Happy 2.0

I've come to learn that the key to happiness as a mother is learning to roll with the punches. Sounds easy, right? Clearly you don't know me very well.

For the first thirty-some-odd years of my life, I lived squarely in the realm of black and white. I like straight lines, military corners, right-and-wrong answers. As I've grown older, and perhaps a tad bit wiser, I'm learning to embrace the gray. And parenting, my friends, is ALL about the gray.

It would be GREAT if there were some handy-dandy notebook that popped out with your kid (right before the placenta maybe, so the doctor doesn't accidentally leave it all up in there), giving you simple step-by-step instructions on how to raise a happy, healthy, well-adjusted child. The rules would be uniform, one-size-fits-all. A simple cause-effect equation to good kids, happy families.

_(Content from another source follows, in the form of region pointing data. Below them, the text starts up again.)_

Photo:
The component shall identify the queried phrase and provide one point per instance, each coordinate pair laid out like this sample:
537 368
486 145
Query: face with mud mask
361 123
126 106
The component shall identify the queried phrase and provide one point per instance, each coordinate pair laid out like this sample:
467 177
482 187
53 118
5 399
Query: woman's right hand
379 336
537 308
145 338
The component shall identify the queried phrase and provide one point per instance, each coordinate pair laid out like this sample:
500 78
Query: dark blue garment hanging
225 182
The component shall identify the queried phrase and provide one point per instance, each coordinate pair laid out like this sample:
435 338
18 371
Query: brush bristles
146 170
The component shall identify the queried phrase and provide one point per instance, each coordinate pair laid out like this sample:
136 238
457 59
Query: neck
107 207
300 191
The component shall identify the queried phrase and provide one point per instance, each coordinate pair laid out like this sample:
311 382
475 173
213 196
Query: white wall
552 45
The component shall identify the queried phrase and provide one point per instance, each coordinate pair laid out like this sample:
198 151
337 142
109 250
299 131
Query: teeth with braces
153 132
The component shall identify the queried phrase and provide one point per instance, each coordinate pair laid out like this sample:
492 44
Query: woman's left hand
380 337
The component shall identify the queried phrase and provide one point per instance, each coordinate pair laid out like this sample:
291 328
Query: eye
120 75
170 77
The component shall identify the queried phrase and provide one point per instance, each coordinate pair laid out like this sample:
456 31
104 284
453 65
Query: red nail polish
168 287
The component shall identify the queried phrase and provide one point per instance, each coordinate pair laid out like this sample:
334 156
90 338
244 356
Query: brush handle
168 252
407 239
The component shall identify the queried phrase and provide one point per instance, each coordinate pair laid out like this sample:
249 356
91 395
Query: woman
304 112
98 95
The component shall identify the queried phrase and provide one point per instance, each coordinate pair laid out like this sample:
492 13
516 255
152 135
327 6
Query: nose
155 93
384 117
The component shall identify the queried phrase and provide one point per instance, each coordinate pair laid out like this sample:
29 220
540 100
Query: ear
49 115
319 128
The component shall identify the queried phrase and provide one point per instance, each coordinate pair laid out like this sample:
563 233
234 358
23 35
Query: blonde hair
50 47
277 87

The problem, I've come to find, is that children are actually people and not clock radios (although mine wake me each morning like clockwork!). While they may all come with mostly the same parts, each are wired differently. They respond differently to uniform stimulus. Their moods, reactions and general demeanor can vary wildly from day-to-day (often moment-to-moment).

I've written about treating my kids like little employees - using the skills that have made me successful in the corporate realm to drive parenting success. The challenge with this approach (although it seemed utterly BRILLIANT at the time), is that it espouses the children-as-tiny-adults theory. That clear guidelines, timelines, consequences and repercussions will result in performance. The problem is that kids are not simply little adults. Their emotional intelligence and cognitive wiring are works-in-progress, and as parents it is our ultimate job to shepherd them through that development. This takes patience, empathy and a great deal of coffee (sometimes vodka...).

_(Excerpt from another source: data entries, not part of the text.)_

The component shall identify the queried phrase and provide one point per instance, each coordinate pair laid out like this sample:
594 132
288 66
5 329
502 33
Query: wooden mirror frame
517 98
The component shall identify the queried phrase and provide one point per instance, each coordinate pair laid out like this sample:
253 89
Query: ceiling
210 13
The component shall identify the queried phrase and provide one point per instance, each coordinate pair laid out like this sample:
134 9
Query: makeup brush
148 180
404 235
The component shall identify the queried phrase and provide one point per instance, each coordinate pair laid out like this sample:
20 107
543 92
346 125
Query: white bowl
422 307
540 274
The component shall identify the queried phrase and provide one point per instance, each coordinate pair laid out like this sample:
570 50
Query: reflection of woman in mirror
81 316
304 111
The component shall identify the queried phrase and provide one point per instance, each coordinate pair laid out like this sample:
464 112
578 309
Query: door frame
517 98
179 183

So, I have a new theory of parenting success. I will pick my battles. I will focus on the things that matter most and let the chips fall where they may for the other details. I used to agonize so much over developing the perfect approach to feeding, teaching, bathing and entertaining my kids that I often focused more on the schedule than actually enjoying my family. I was doing, not being. Treating parenthood as a never-ending to-do list, and missing the way that my boys interact like those old cranky guys up in the balcony on The Muppet Show. How Victor's smile lights up the room as soon as he wakes in the morning (very, very early in the morning...). How Angel can read the emotion of a room intuitively, and does his best to break up any tension with a joke or well-timed fart. How their eyes light up every time I walk into a room. How the word "Mommy!" at the end of an impossible day can be most beautiful sound in the world.

The BadAssMama is learning to live, love and laugh in the gray. I am better for it, and I know that my family is happier because of it.

And so am I...
April @ The 21st Century Housewife said...

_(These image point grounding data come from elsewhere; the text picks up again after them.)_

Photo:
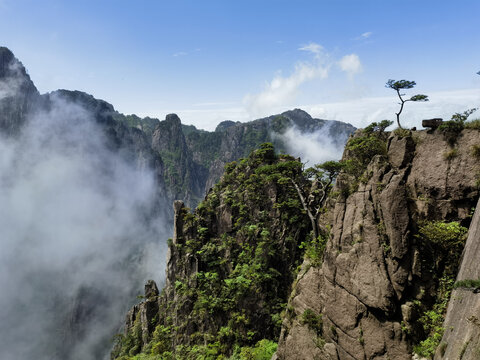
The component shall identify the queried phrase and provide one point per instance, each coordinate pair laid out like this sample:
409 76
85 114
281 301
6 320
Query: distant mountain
185 162
188 161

Love this post! Kids are definitely not little adults, although it took me a while to realise it too. Schedules never worked for me either. I agree, when it comes to raising kids, grey is definitely the way to go - it's so much more fun! And it works too - my kid is 18, and he's turned out fine :)

Team Suzanne said...

Well, I've heard several times now that gray is the new black, so maybe you're right back where you started? I don't think so, though. I agree that learning to let go of the small stuff, control less and live more--is the key.

I've often guessed that this is the key advantage of very large families. If you've got four or more kids--you no longer have a choice (I would guess) about whether to organize this or control that. You're outnumbered, it's chaos, and you just hold on for dear life. With only two kids, it's possible to control a lot, so I still try, even though a lot of stuff is probably best just left to chaos.

Sometimes choices confine us--and there would be some relief in losing the option to control. A faster route to where you're trying to get.